In recent years, the CG revolution of film animation has settled into a flattened era of predictable choices and common-ground expectations. Spider-Verse pushes back against that, Perischetti says, which early in the project “scared away” some people who considered joining the team but now has stirred up excitement as the finish line comes into view.

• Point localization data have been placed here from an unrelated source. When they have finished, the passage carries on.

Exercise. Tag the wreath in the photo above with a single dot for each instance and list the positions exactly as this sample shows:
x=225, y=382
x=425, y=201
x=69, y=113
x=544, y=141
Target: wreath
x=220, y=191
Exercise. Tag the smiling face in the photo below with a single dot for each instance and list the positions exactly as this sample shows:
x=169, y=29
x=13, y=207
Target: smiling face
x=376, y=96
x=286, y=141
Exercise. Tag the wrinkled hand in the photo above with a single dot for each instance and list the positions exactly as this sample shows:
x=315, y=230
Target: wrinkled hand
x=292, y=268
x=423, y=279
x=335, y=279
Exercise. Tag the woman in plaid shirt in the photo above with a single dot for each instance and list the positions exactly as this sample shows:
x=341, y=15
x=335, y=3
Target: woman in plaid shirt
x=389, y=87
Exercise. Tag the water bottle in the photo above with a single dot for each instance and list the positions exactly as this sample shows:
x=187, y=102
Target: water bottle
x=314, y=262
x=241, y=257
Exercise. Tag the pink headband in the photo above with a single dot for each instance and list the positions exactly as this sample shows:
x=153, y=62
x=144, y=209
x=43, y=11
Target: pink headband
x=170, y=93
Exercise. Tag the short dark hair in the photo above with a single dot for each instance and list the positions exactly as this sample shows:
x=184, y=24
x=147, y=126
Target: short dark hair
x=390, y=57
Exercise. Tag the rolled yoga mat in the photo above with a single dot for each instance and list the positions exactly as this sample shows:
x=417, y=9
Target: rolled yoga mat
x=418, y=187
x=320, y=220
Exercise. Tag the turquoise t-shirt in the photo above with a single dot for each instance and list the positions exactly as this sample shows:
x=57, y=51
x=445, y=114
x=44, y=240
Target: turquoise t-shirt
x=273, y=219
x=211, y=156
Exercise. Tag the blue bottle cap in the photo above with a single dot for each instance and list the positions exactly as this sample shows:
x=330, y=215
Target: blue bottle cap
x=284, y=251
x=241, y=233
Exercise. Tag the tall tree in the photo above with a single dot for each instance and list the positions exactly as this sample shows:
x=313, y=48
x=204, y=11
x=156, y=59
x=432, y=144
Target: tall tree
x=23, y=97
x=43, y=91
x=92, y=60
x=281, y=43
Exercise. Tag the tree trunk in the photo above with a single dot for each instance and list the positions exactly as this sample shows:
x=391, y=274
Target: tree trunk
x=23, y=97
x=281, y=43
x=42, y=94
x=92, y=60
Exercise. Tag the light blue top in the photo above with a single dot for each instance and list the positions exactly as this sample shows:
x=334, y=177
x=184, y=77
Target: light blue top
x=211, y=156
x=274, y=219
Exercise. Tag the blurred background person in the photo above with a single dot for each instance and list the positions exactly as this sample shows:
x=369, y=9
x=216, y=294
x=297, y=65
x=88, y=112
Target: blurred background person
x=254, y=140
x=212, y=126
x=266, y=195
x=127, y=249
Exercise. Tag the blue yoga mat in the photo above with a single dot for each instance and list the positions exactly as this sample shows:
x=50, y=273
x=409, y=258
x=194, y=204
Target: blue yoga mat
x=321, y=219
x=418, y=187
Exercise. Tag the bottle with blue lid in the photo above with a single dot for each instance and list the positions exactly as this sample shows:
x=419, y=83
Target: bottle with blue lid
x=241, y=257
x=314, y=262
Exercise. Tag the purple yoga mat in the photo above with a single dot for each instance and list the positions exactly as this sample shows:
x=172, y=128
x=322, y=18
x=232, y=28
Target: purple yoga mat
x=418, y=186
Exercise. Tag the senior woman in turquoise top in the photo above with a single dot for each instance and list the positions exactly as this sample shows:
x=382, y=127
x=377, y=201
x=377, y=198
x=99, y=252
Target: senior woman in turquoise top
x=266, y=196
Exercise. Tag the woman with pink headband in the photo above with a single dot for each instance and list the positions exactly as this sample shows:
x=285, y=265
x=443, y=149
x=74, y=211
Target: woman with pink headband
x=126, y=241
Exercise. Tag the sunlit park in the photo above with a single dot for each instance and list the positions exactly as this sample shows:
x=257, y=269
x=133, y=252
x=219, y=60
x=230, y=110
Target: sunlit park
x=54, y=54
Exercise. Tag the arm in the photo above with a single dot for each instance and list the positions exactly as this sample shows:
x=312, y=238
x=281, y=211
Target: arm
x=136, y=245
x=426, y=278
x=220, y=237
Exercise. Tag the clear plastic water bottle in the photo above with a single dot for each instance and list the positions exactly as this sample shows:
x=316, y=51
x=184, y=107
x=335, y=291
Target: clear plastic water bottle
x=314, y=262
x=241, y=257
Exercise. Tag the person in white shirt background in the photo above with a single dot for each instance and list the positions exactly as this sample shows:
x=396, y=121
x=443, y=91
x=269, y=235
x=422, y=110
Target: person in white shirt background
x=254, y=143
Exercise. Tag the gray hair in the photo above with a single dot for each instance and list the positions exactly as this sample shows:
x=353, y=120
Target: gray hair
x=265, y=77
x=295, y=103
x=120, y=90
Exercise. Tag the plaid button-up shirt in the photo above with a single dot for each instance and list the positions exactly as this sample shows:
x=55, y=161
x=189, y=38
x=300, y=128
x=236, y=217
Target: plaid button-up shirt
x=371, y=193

“There’s been a standardized look as everything has been run through the same conduit of what big-studio animation is supposed to look like in a feature film,” Perischetti said. “We were allowed to push back really hard against that standard pipeline look and it was, uh, painful at times. But it seems like people are really happy with it and I know I am. Everything we were asking for flew in the face of what people in the industry were used to and scared away some people, especially younger animators and effects artists.”
Reruns of the Spider-Man television cartoons of the 1960s were a beloved childhood fixation for Perischetti, so they are “baked into the DNA” of the new animated film as are many other iterations of the character both on the screen and on the page. The film presents a youngster named Miles Morales (voiced by Shameik Moore) trying to live up to the expectations of being Spider-Man; in many ways the movie has the same scrappy mind-set of attempting to match the legacy of an iconic character who’s pop culture success now spans six different decades.
Is the American public ready for a Spider-Man film where different versions of the hero from alternate universes mix and mingle? Perischetti laughed when he was asked the question.
“Our hope is they would keep up but a big fear was they wouldn’t,” Perischetti said. “These characters are well-known to the comics fanbase but are completely unknown to the majority of moviegoers. We were worried we would have the equivalent of a still-birth and hurting ourselves by that delivery. It was a fine-line between over-explaining and under-explaining. But we feel like we have found the magic middle ground.”
The cast of Spider-Verse includes Jake Johnson, Hailee Steinfeld, Mahershala Ali, Brian Tyree Henry, Luna Lauren Velez, Lily Tomlin, John Mulaney, Kimiko Glenn, Nicolas Cage and Liev Schreiber. The film is produced by Avi Arad, Amy Pascal, Phil Lord, Christopher Miller and Christina Steinberg. Stan Lee, Brian Michael Bendis and Will Allegra serve as executive producers.